Way Back


This week I decided to try something different in my journal. I noticed on Dawn Sokol’s wonderful blog that she had a great Art Journal Fridays prompt (scroll down to the bottom). I know I’m a little late and I actually combined 2 of her prompts, but better late than never. I combined the Earliest Memory journal prompt with the Leap Day prompt. The idea is that you include a photo of yourself and journal one of your earliest memories which I combined with the Leap Day idea of using something you haven’t used before. I decided to experiment with a lovely set of Dr. Martin’s Bombay India Inks that I have never used. Any other art supply junkies out there? You know who you are.

I was telling my daughter about this journal page and we started talking about our earliest memories. It’s strange, but her earliest memories are vivid for me as well, just from another perspective. Her earliest memories are my mid-life memories. They are clearly her memories, but I remember the events too, just from a really different perspective. Anyway, it got me really thinking about my earliest memories and now old memories are new again, returning to me.

When I was working on this page I used the words “way back”, because at 51, 3 years old is way back. Sometimes I can’t remember what I did last weekend, so going back 48 years is a huge stretch. But I have memories from then that still touch me today. My tender heart remembers dear, sweet things that still resonate with me.

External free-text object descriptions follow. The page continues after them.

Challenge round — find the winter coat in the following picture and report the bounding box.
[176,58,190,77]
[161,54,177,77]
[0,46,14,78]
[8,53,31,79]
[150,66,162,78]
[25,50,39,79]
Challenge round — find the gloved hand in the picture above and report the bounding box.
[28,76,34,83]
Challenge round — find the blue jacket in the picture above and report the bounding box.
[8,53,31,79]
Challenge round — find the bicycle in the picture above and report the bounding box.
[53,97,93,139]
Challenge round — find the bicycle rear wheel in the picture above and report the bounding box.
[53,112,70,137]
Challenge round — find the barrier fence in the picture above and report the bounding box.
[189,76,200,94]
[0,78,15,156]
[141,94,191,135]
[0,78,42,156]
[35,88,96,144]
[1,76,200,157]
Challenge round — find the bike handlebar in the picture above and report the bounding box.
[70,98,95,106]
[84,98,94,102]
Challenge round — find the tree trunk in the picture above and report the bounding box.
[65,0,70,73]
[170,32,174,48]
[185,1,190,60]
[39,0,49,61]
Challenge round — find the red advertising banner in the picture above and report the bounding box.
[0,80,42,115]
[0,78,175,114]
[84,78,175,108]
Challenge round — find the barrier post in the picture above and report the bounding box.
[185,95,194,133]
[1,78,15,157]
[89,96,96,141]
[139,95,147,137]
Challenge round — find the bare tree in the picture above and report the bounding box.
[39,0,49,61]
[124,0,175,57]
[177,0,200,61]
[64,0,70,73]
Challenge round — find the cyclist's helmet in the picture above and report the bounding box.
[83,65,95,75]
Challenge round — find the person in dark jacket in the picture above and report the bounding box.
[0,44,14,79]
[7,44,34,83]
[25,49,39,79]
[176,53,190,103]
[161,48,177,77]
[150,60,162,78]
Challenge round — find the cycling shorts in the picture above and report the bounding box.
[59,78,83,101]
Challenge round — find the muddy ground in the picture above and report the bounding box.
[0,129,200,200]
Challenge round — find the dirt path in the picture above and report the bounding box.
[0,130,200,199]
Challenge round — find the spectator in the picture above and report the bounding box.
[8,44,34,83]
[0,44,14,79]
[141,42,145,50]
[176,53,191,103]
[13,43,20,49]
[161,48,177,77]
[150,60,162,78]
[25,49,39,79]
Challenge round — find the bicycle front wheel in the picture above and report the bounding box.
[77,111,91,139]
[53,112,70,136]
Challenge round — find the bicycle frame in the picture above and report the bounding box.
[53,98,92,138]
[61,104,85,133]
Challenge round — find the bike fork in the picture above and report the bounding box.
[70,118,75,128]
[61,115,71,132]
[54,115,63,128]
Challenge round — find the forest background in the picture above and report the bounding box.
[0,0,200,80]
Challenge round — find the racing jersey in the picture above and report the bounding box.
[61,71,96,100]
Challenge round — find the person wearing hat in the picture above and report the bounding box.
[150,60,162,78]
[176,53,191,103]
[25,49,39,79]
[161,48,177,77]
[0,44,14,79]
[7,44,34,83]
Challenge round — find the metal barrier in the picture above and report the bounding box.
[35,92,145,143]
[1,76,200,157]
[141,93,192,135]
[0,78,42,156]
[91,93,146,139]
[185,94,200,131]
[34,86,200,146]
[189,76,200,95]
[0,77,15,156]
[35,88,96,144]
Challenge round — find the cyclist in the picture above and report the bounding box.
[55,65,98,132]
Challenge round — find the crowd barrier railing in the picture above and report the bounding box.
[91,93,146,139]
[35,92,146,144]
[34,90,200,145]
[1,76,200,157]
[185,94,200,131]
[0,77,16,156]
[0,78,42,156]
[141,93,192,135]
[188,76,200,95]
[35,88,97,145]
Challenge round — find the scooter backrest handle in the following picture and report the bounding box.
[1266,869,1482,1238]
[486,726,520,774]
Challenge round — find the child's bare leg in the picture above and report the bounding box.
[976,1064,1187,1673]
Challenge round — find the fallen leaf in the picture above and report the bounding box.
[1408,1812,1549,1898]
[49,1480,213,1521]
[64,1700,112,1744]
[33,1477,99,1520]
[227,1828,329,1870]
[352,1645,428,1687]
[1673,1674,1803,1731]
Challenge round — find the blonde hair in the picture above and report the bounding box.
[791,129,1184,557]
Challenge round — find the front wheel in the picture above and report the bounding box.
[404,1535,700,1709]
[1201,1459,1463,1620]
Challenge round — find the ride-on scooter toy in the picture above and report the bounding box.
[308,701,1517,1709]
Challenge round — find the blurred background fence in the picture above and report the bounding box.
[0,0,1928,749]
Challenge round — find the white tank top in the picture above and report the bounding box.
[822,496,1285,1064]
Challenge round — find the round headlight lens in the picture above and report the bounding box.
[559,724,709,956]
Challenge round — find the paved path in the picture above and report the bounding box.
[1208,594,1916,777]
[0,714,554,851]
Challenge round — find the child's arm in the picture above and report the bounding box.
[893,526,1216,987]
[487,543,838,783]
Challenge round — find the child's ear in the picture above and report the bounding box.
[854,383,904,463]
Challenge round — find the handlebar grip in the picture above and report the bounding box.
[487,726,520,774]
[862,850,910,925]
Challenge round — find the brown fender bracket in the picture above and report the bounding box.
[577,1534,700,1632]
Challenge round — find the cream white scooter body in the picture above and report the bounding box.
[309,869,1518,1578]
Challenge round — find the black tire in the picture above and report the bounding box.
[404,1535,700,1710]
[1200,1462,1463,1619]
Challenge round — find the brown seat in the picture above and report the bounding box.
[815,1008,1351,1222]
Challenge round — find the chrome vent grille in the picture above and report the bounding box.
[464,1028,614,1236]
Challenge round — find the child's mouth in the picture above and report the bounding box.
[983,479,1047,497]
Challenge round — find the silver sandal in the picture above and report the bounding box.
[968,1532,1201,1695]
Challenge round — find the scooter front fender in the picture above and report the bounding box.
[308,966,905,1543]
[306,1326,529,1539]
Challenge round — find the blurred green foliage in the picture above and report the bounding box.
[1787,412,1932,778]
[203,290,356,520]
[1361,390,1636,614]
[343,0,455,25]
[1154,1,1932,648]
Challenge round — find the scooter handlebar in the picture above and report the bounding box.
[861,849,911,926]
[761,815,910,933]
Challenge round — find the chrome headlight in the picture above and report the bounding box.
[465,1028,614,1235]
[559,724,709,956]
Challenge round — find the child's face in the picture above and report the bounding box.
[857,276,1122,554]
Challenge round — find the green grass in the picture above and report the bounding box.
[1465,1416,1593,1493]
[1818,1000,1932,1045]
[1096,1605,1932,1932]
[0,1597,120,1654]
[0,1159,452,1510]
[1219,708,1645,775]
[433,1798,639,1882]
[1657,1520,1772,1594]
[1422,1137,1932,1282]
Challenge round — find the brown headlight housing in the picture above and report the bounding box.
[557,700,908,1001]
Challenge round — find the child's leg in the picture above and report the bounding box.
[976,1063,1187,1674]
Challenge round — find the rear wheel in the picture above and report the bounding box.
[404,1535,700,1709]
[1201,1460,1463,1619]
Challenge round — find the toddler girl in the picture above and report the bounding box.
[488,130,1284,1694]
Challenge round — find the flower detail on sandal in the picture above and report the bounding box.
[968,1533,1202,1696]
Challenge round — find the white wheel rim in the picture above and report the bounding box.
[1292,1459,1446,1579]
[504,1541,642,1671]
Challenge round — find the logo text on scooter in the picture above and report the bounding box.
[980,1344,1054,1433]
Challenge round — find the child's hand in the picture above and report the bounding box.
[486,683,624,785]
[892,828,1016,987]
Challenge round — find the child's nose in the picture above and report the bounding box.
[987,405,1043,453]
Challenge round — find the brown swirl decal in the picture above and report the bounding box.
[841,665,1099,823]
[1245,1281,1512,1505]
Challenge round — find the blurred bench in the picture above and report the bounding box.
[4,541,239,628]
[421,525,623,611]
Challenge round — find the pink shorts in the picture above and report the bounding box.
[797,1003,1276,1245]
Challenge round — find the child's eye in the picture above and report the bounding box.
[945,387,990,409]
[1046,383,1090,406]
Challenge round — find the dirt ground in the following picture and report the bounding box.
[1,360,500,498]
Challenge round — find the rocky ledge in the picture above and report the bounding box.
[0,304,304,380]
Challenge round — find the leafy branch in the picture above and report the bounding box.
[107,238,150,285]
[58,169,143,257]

My Grandmother, Frances Whitney.

Most of them center around my grandmother’s house. We lived with her for a while when we moved from Brazil back to Colorado. It’s a long story, but my father had a posting in Bahia and after a couple of years and internal, Brazillian political troubles, we moved back to the states. My grandmother was tough as nails (we called her Grandmother) and a great nature lover, she helped raise me. She was a gardener and birder and to this day I still love both of these things. She would be 115 today, if she was still alive. She died one week after her 100th birthday, the year my daughter was born. I have one precious picture of her, my mom, myself and my 3 month old daughter. Four generations all together – from 100 years to 3 months old. It’s remarkable. For me at least. But I digress.

This journal page is me making my 3rd birthday cake. While I don’t remember this exact day, I remember things from this time. The background of the page is the very, what’s now called “mid-century”, 1959 curtain pattern from my grandmother’s living room. I remember cavorting around the yard with my cousin at this house and the amazingly terrifying rural fire siren that would ring out unexpectedly and spring and summer mornings laying in bed, the scents of the garden wafting through the window.


Western meadowlark.

I had another moment of way back the other morning when I ventured out to get the newspaper. My yard backs up to a bit of open space. What’s known in Colorado as “high plains.” The best thing about it, besides the nightly coyote serenade, is that it is truly “open space”. Not great for recreation – it’s a hill and it’s covered with yucca and prickly grasses that stick to your shoe laces and socks when you try going out for a ramble – just “unused”, glorious, open space. Big slabs of rock dot the hillside and some old farm implements hide, tucked behind a little rise. But this is the perfect habitat for one of my favorite birds and one that takes me back to my earliest memories. The western meadowlark. And on this late winter morning (just a bit of spring in the air), I heard my first meadowlark of the season. This, for me, is my harbinger of spring, the soundscape of hope and renewal. Hearing the meadowlark’s song takes me straight back to my grandmother’s house, waking as a young child listening to this marvelous song. Have a listen here.

I think we carry these earliest memories with us always. And as I’ve thought about it this week, I realize how much and how often I use them as touchstones.

Thank you Dawn for this memory invoking journal prompt. It took me way back and brought me right into the present moment. What could be better?

3 Responses to Way Back

  1. Dawn says:

    Awesome, Fran! Aren’t memories wonderful?!

  2. Leah Kahn says:

    I find it so bizarrer that your bird memories are so tender, and mine are, well, let’s just say, at the other end of the spectrum. Earliest memories – you’ve almost inspired me with this piece to commit to paper my own. Almost.

  3. Gwen says:

    What a lovely post! I spent every summer in Colorado when I was growing up, or I should say, two weeks of it, at my grandparent’s house in Granby. I could smell the sage on the hill behind my grandmother’s house while reading about the open space behind your house. I haven’t had a memory where I could smell that place I loved for a very long time, so thanks for your post!